Sie rückte den Breitopf vom Feuer und nahm die Pfanne vom Wandhaken. Zwiebeln waren die richtige Wahl für heute. Wenn man sie über dem Feuer schälte, tränten die Augen nicht so. Nun die Pfanne ans Feuer – hurtig, Annelies. Himmel, war die schnell heiß ... schon rauchte sie beinahe! Schmalz hinein – einen Löffel voll, mehr nicht. Nun die Zwiebeln schneiden und schön braun braten ... wie lecker das duftete ...

Eine Prise Salz musste doch in den heißen Brei. Dann kamen die Zwiebeln dazu. In dem Augenblick, als alles gut vermischt war, überschritt der Hausherr die Schwelle. »Gott zum Gruß, Tochter«, polterte er, indem er einen schnellen Blick in den Kochkessel warf, »ich sehe, du hast genügend gekocht für zwei hungrige Mannsleute!«

Hannes war bei ihm, grüßte Anna Elisabeth mit einem Lächeln über die Schulter des Vaters. »Riecht gut, mein Mädchen«, sagte er, »du bist die beste Köchin weit und breit!«

»Warte erst einmal ab, bis du gekostet hast«, gab Anna Elisabeth zurück. »Mag sein, dass du dann ganz anders redest.«

»Kaum.« Hannes warf seinen Mantel ab und hängte ihn an den Haken neben der Tür. »Ich kenn doch deine Künste – wenigstens, was die Küche angeht.« Er zwinkerte übertrieben deutlich, so dass Anna Elisabeth lachen musste und der Vater finster die Brauen runzelte. »Unkeusche Reden gibt’s nicht unter meinem Dach!«, schnaubte er.

»Aber Vater!« Anna Elisabeth nahm dem Alten den Mantel ab und hängte ihn ebenfalls auf. »Du kennst uns doch und weißt genau, wie’s gemeint war.« Sie deutete auf den Tisch, wo schon die Löffel für das Essen bereitlagen. »Ihr könnt euch gleich niedersetzen.«

Dem kamen die beiden Männer nur allzu gern nach. Sie schöpften wortlos aus dem Breikessel, sobald er vor ihnen stand, und aßen heißhungrig ohne zu sprechen. Schon kurze Zeit später war der Kessel so gut wie leer. Hausherr und zukünftiger Schwiegersohn lehnten sich zufrieden zurück, während die Tochter abräumte, den eigenen bescheidenen Anteil aus dem Topf in ein Schüsselchen kratzte und dann Löffel und Kochgefäß reinigte.

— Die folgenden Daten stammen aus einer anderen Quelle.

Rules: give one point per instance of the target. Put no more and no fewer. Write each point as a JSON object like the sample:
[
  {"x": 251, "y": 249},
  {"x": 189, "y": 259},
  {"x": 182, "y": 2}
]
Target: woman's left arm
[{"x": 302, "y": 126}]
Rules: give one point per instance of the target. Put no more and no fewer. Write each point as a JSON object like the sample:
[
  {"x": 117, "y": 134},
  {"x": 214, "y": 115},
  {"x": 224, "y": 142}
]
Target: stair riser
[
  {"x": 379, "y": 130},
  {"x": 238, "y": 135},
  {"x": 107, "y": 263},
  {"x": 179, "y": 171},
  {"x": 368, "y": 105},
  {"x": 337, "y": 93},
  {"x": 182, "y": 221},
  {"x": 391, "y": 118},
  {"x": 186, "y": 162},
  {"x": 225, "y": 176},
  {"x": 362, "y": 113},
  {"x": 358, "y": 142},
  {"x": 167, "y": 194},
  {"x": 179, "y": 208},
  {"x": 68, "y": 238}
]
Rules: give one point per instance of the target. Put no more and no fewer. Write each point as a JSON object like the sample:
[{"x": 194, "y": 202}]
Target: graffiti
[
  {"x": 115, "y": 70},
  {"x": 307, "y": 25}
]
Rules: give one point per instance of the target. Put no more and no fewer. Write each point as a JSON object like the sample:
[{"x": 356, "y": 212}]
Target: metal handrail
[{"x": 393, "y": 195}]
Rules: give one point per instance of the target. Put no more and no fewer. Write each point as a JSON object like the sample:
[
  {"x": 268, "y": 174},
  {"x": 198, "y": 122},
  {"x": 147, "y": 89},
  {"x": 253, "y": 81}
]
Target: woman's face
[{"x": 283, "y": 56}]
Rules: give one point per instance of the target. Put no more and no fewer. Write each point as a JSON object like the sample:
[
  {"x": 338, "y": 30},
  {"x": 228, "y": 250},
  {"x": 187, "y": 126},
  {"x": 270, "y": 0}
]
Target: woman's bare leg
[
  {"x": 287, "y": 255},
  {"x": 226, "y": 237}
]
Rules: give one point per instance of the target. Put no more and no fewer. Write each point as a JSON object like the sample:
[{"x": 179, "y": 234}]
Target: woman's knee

Anschließend forderte der Vater Bier. »Die neue Maische ist angesetzt«, sagte er, »da können wir vom alten Bier ruhig noch den Rest wegtrinken.«

»Sonst wird’s eh sauer«, stimmte Hannes zu. »Nimm dir auch einen Becher und setz dich zu uns, Schätzle«, fügte er mit einem zärtlichen Blick auf Anna Elisabeth hinzu. »Nun wird’s bald ernst mit uns. Auf der Kirmes – da sollen es alle erfahren, sagt dein Vater. Freust dich auch so wie ich?«

Anna Elisabeth, die den Bierkrug schon vom Boden aufgehoben hatte, spürte, wie ihre Hände zu zittern begannen. »Auf der Kirmes?«, fragte sie nach. »Was meinst du denn damit, Hannes?«

»Na, unser Verlöbnis«, erklärte Hannes mit leuchtenden Augen. »Wir geben bekannt, dass wir einig sind, Annelies. Und nächsten Mai – da halten wir Hochzeit!«

Sie sah ihn mit großen Augen an. »Aber ich ...«, begann sie unsicher.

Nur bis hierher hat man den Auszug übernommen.